One of the troubles with life is the you-only-get-one-go-at-it side of things. There are other issues as well, but who hasn’t relived a moment in their head or dreamt of having another go at something, aiming for a better outcome? Edge of Tomorrow directed by Doug Liman and starring Tom Cruise and Emily Blunt posits the idea that someone might be able to relive a day over and over again. How would they react to this ability not just to think If only I’d done that, but to actually do it?
Based on a work by Japanese author Hiroshi Sakurazaka, the source book’s title All you need is Kill gives a bigger insight into what to expect than the film’s more reserved moniker. Edge of Tomorrow takes place during – according to the bumf – a ‘global war against a seemingly impenetrable infestation of a hive-like alien race’ which are known as Mimics. We are deep in sci-fi/special-effects territory with tentacled monsters and soldiers in exo-skeltetons.
Cruise plays Major Cage, a military PR man suddenly dropped into vicious combat. Given the hi-tech nature of the equipment on display this decision to send an untrained man who doesn’t even know how to turn off the safety on his weapons is unlikely. But it allows us to see how Cage develops from a complete no-hoper to a more fitting Cruisian hero. The conceit makes clear that when the fear of death is removed even the most cowardly of macho-men can find some heroism. After all, there’s a lot less at stake.
The aliens trying to take over the world are computer-generated and not characterised to any degree. They are generic baddies never given any individualism. Rita Vrataski is the only other character we come to know. Played by Emily Blunt as a muscular loner she is a veteran of past battles, the poster girl of the UDF and the person who recognises Cage is not a lunatic but has an ability that be used.

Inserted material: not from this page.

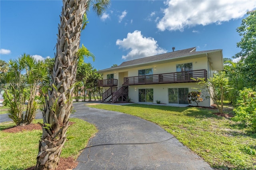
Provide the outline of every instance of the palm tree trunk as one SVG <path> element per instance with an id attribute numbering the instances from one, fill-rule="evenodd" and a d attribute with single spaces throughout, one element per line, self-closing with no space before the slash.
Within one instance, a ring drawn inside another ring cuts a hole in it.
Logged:
<path id="1" fill-rule="evenodd" d="M 52 73 L 52 85 L 46 97 L 44 125 L 39 141 L 36 169 L 56 169 L 66 141 L 66 132 L 72 109 L 83 15 L 87 0 L 63 0 L 58 26 L 57 53 Z"/>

The UDF tag is all over the place and for someone who grew up with the Northern Ireland violence, sorry, Troubles, it is hard not to keep being jolted into thinking the Ulster Defence Force has taken over the world. Here though it refers to the United Defence Force, HQed in London, where the military watch the rest of Europe succumb to the attack of the Mimics. The film contains the unique image of a helicopter landing in Trafalgar Square, with an advert-free National Gallery behind. It was filmed when the fourth plinth was showing the anti-war-memorial sculpture of Powerless Structures by Elmgreen and Dragset. The rocking horse mocking the equestrian memorials of soldiering is glimpsed too briefly to add much comment to the film’s industrial-military pageant.

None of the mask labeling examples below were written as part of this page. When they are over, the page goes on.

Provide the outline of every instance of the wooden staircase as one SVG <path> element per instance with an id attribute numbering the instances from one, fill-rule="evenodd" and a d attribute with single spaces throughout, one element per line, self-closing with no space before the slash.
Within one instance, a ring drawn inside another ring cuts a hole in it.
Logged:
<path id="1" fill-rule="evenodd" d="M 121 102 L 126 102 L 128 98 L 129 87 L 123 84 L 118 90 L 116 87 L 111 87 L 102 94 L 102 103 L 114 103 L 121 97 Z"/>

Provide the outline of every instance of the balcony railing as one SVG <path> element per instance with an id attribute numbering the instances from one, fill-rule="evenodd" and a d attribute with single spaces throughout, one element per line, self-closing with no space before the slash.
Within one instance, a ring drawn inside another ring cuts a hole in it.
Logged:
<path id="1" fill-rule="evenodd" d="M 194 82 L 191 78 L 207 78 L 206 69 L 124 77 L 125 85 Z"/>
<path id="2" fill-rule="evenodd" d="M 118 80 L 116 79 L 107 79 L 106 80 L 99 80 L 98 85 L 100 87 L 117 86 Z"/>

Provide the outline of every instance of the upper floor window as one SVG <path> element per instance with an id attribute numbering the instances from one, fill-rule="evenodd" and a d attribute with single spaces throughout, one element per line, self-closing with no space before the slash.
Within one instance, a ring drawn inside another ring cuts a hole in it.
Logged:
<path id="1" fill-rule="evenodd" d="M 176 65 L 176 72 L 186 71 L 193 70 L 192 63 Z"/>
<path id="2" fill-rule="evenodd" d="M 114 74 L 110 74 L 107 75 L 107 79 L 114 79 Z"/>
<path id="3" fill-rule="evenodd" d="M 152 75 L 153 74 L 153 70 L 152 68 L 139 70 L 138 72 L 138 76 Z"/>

In the year of the 100th anniversary of the start of World War One the parallels between the two real-life global wars and this fictional shoot-fest are made clear. The attack for which Cage and his fellow soldiers are preparing takes place on Omaha beach. The battle where Vrataski excelled herself was at Verdun. This echoes the well-known horrors of the Battle of Verdun in 1916, but the city had already been the scene of a Franco-Prussian slaughter in 1792. Daily looping of our lives may be impossible, but maybe on a larger scale history insists on replaying itself again and again.
Big action sequences dominate the 113 minutes. Cruise shows the humour in being the only person realising that the day has already been lived, but mimics are noisy creatures and war is a noisy undertaking. Combined with the 3D effects of bullets, water and aliens heading towards you the film is wearying to watch. The future as depicted here is brutish, unpleasant, and oddly appears to be built on welding rather than nanotechnology.
Edge of Tomorrow is a time-looping investigation into what could be if time could be relived. We could improve our reactions, having learnt what works and what doesn’t – as long as everyone else wasn’t learning as well. Outwardly coated in violence it is long with a deliberately repetitious structure, though this is often played for laughs. If you accept the premise then Cage has a superpower that would be useful to have.